1.ファンダメンタルズからのサイン - 第1節 いつ売ればよいか?
 ※ 安全性分析からのサイン
 企業ファンダメンタルズの「安全性分析」によって危ない会社のサインを見つけたら、原則として、その会社の株式は買ってはいけませんし、持っていたらできるだけ早く売るべきです。

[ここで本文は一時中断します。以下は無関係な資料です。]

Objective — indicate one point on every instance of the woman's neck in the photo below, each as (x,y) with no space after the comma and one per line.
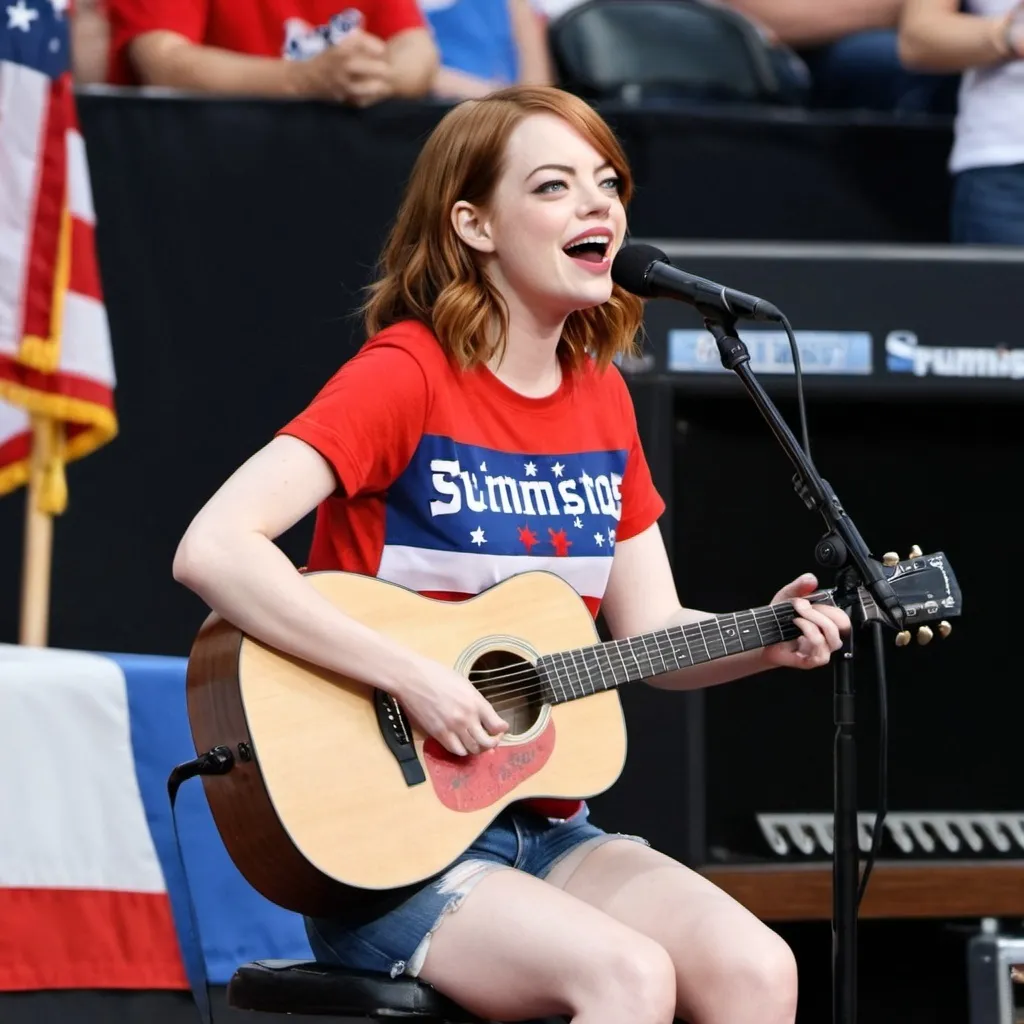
(528,364)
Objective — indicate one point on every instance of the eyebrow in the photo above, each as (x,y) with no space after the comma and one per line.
(562,168)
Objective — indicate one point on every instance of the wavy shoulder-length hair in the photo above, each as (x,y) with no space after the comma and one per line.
(428,273)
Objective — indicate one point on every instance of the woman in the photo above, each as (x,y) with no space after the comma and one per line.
(986,41)
(492,329)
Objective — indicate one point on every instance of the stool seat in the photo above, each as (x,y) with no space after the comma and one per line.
(279,986)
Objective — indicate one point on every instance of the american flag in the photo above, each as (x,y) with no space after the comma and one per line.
(55,358)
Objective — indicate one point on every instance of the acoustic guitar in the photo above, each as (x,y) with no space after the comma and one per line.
(329,793)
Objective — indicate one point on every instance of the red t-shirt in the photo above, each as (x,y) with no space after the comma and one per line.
(451,481)
(289,29)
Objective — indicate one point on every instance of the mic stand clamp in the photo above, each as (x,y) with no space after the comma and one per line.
(842,549)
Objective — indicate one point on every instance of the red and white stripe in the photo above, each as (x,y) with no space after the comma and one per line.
(60,366)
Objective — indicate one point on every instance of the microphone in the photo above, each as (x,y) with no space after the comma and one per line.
(646,271)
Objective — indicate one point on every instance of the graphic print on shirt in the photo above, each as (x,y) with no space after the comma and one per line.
(461,517)
(303,40)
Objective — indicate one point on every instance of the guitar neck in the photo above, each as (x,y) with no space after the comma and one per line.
(578,673)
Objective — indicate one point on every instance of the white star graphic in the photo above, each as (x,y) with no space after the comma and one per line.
(19,16)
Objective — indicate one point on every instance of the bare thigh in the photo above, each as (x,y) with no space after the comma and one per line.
(518,948)
(729,966)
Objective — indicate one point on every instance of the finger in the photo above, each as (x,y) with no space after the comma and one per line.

 会社の状態が倒産に近づくできるだけ前に売却しましょう。たとえ、株価が下落していて損が膨らんでいても、回復見込みのない危ない会社の株は損切りして早く手放すべきです。

 ※ 経済性・成長性分析からのサイン
 売上や利益率が落ちて収益性が悪化した、回転率が低下して効率性が落ちた、生産性が落ちている、成長性が見られないなどの「経済性分析」「成長性分析」からのサインの場合には、それが一時的なものなのか、倒産に結びつくものなのかを判断しなければなりません。危ない会社の損益パターンで見たように、営業利益が出ている間は問題は大きくありません。経常利益、当期純利益が赤字になっていたらその原因によって対応を判断しましょう。

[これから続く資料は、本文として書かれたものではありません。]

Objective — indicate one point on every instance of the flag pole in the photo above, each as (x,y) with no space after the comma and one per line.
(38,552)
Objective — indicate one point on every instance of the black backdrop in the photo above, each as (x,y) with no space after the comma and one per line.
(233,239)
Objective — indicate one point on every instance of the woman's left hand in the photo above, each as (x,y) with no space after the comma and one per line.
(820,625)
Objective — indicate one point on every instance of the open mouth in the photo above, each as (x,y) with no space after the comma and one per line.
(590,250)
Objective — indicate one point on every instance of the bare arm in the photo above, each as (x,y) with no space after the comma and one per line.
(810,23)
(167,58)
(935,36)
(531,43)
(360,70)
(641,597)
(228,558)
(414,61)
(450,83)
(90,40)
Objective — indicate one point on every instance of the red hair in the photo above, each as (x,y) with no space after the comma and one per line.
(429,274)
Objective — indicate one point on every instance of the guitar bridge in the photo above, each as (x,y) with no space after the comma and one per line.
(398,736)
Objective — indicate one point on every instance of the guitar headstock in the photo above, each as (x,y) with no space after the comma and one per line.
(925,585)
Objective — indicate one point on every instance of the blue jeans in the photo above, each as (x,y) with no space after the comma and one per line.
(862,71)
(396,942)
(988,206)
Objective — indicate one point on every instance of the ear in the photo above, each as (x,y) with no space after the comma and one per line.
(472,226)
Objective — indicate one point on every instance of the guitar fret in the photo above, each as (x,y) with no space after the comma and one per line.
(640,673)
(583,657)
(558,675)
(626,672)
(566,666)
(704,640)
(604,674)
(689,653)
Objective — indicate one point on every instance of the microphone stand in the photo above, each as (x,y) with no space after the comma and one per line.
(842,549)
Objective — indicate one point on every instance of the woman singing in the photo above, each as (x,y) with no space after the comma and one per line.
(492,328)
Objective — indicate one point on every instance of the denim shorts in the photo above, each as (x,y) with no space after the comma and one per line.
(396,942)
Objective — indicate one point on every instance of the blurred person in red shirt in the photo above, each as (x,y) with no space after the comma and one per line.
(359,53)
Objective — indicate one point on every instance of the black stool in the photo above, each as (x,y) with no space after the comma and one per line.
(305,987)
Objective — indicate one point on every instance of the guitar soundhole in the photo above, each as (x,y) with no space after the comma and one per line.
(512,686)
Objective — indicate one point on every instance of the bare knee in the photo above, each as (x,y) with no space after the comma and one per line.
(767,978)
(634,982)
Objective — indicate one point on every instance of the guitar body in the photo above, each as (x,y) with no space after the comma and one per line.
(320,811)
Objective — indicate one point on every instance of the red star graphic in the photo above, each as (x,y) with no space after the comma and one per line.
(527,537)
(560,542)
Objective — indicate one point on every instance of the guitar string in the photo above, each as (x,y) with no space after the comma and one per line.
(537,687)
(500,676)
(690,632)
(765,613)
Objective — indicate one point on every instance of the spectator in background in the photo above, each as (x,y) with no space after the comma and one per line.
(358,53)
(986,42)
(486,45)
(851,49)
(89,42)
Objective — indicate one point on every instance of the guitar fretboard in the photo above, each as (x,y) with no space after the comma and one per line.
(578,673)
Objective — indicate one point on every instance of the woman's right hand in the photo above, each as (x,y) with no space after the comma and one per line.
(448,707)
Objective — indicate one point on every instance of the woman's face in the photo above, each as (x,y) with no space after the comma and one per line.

 危ない会社は、最終的には支払ができなくなって潰れます。経済性の悪化が、支払能力の著しい低下といった安全性の問題につながるのかどうかが肝心です。
 キャッシュフローを分析することでこれらがよく見えてきます。

 ※ ヒト、モノからのサイン
 ヒト、モノからのサインも同様です。ヒトからのサイン、モノからのサインが、支払能力の著しい低下といった安全性の問題につながるかどうかが肝心です。

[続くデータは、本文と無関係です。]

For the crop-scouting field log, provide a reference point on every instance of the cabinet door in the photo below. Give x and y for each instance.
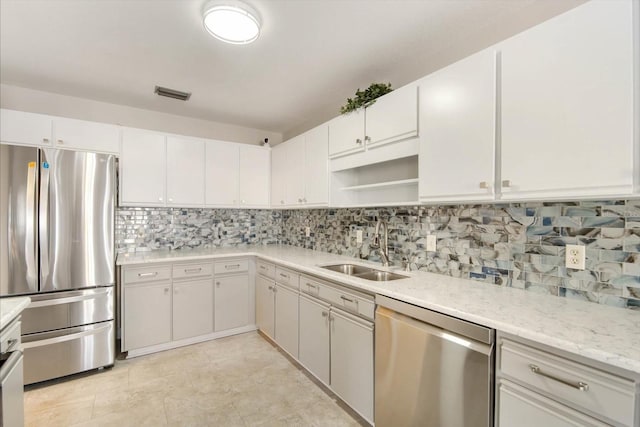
(18, 127)
(185, 172)
(265, 306)
(278, 175)
(192, 308)
(89, 136)
(255, 165)
(231, 302)
(287, 319)
(147, 315)
(316, 170)
(520, 407)
(352, 362)
(393, 117)
(457, 162)
(294, 183)
(222, 163)
(142, 168)
(346, 134)
(567, 105)
(314, 338)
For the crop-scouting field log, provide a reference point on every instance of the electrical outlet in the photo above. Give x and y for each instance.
(575, 257)
(431, 243)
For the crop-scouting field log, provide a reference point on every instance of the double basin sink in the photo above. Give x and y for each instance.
(363, 272)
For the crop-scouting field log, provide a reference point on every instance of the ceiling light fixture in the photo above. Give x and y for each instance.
(231, 21)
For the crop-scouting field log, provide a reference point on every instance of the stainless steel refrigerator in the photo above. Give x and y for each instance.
(57, 246)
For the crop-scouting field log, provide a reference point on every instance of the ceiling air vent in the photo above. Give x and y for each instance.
(172, 93)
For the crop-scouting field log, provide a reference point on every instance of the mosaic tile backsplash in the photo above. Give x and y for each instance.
(146, 229)
(520, 245)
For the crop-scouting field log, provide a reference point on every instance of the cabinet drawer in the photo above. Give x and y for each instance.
(267, 270)
(310, 286)
(347, 300)
(147, 274)
(182, 271)
(571, 382)
(287, 277)
(233, 266)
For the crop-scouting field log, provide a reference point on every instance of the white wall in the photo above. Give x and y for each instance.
(35, 101)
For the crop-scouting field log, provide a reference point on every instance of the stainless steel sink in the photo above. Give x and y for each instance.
(380, 276)
(364, 272)
(350, 269)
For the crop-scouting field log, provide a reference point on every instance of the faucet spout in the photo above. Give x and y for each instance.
(382, 248)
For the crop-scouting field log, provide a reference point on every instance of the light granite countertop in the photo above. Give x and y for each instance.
(605, 334)
(10, 308)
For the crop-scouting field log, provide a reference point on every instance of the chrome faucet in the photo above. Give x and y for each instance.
(383, 249)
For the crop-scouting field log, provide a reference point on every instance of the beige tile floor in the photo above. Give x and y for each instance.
(236, 381)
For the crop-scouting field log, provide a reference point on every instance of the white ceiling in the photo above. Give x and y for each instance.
(311, 55)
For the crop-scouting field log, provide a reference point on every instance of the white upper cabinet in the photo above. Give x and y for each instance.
(185, 172)
(89, 136)
(278, 175)
(457, 121)
(567, 105)
(300, 174)
(18, 127)
(392, 117)
(346, 133)
(142, 168)
(255, 171)
(222, 163)
(316, 171)
(294, 183)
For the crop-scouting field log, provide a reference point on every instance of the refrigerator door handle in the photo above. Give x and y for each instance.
(30, 229)
(67, 337)
(44, 220)
(74, 298)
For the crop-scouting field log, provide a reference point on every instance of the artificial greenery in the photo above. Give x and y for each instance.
(365, 98)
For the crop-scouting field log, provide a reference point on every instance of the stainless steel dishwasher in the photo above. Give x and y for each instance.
(431, 370)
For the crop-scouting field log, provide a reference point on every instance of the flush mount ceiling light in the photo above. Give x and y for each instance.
(231, 21)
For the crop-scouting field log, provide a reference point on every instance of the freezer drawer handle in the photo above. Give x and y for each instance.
(155, 273)
(67, 300)
(582, 386)
(63, 338)
(12, 343)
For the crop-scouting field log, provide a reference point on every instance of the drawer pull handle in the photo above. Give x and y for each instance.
(155, 273)
(577, 385)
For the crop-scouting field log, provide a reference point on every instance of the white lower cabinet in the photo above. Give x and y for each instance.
(265, 306)
(286, 319)
(147, 315)
(314, 347)
(192, 308)
(167, 305)
(231, 302)
(520, 407)
(538, 388)
(352, 361)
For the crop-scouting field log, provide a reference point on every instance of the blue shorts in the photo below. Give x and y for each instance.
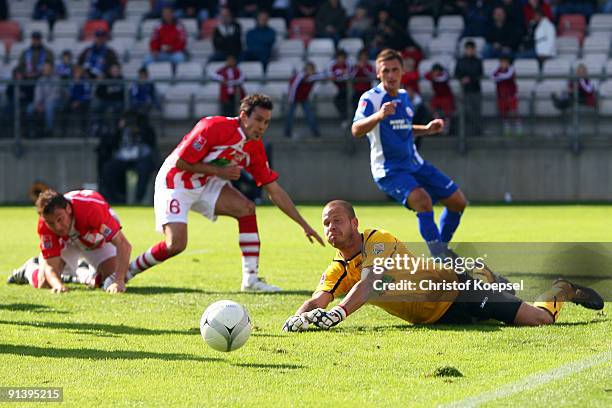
(398, 185)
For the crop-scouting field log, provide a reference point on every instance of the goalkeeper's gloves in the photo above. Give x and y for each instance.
(295, 323)
(324, 319)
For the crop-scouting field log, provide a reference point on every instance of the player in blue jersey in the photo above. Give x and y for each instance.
(385, 115)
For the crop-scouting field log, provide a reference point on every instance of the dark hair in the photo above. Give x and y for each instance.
(50, 200)
(388, 55)
(250, 102)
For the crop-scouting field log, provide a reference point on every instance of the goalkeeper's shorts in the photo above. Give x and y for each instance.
(476, 305)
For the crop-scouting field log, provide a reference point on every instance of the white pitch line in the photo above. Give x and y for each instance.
(534, 380)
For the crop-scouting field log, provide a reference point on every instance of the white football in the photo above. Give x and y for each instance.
(225, 325)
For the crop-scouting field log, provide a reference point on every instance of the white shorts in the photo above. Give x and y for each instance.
(172, 205)
(71, 254)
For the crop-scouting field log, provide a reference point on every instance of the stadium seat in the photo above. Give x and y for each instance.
(526, 67)
(291, 48)
(543, 102)
(351, 46)
(596, 43)
(201, 50)
(302, 28)
(30, 26)
(450, 24)
(190, 70)
(125, 29)
(91, 26)
(208, 28)
(279, 25)
(66, 29)
(600, 22)
(10, 30)
(320, 47)
(280, 70)
(478, 41)
(252, 70)
(568, 45)
(556, 67)
(146, 28)
(421, 24)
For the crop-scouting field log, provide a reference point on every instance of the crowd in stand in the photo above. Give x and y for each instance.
(511, 29)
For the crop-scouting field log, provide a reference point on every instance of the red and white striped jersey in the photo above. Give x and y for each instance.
(217, 140)
(94, 223)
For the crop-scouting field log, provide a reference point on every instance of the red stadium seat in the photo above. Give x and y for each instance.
(10, 31)
(302, 28)
(92, 26)
(208, 28)
(571, 23)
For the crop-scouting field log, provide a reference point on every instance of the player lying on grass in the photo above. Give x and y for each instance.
(72, 226)
(196, 176)
(352, 273)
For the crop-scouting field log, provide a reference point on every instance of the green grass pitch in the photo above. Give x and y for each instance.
(143, 348)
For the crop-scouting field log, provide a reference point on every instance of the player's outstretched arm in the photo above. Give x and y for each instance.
(357, 297)
(434, 127)
(53, 266)
(124, 250)
(298, 322)
(362, 126)
(282, 200)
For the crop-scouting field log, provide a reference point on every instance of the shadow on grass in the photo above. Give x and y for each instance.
(166, 290)
(96, 328)
(270, 366)
(30, 307)
(95, 354)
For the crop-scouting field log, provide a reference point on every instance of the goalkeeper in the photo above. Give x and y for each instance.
(355, 272)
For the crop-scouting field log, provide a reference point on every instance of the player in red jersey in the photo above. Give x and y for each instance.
(78, 224)
(196, 176)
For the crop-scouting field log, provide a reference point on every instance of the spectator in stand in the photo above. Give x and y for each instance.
(469, 71)
(50, 10)
(46, 97)
(168, 41)
(541, 39)
(99, 57)
(507, 95)
(359, 24)
(586, 91)
(530, 7)
(198, 9)
(4, 10)
(80, 94)
(227, 36)
(231, 91)
(410, 77)
(260, 40)
(330, 20)
(477, 16)
(362, 73)
(109, 10)
(64, 67)
(300, 86)
(340, 72)
(33, 58)
(304, 8)
(143, 95)
(132, 146)
(502, 38)
(110, 96)
(442, 103)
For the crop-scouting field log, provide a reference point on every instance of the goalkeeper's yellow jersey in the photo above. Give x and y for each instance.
(342, 274)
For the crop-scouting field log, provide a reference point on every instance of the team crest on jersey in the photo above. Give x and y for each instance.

 支払い負担の増加と現金の不足に陥る前には、必ず会社はその兆候を示します。各種分析によって、どれだけ早くそのサインを見つけ出すかが危ない会社を見抜くためには重要なのです。
(第6章 危ない会社を見つけたら)

1.損切りは素早く - 第2節 売るときの心構え
 ※ 危ない会社を見抜いても売れないのが人間
 人間は株価が下がっている株をなかなか売れないものです。
 相場の格言で「もうはまだなり、まだはもうなり」というものがあります。人間は損をするのが嫌いです。まだ売らなくても大丈夫だろうと思って売らないでいると、株価がどんどん下がっていって、本当はもう売るべきだったと後悔することが多くあります。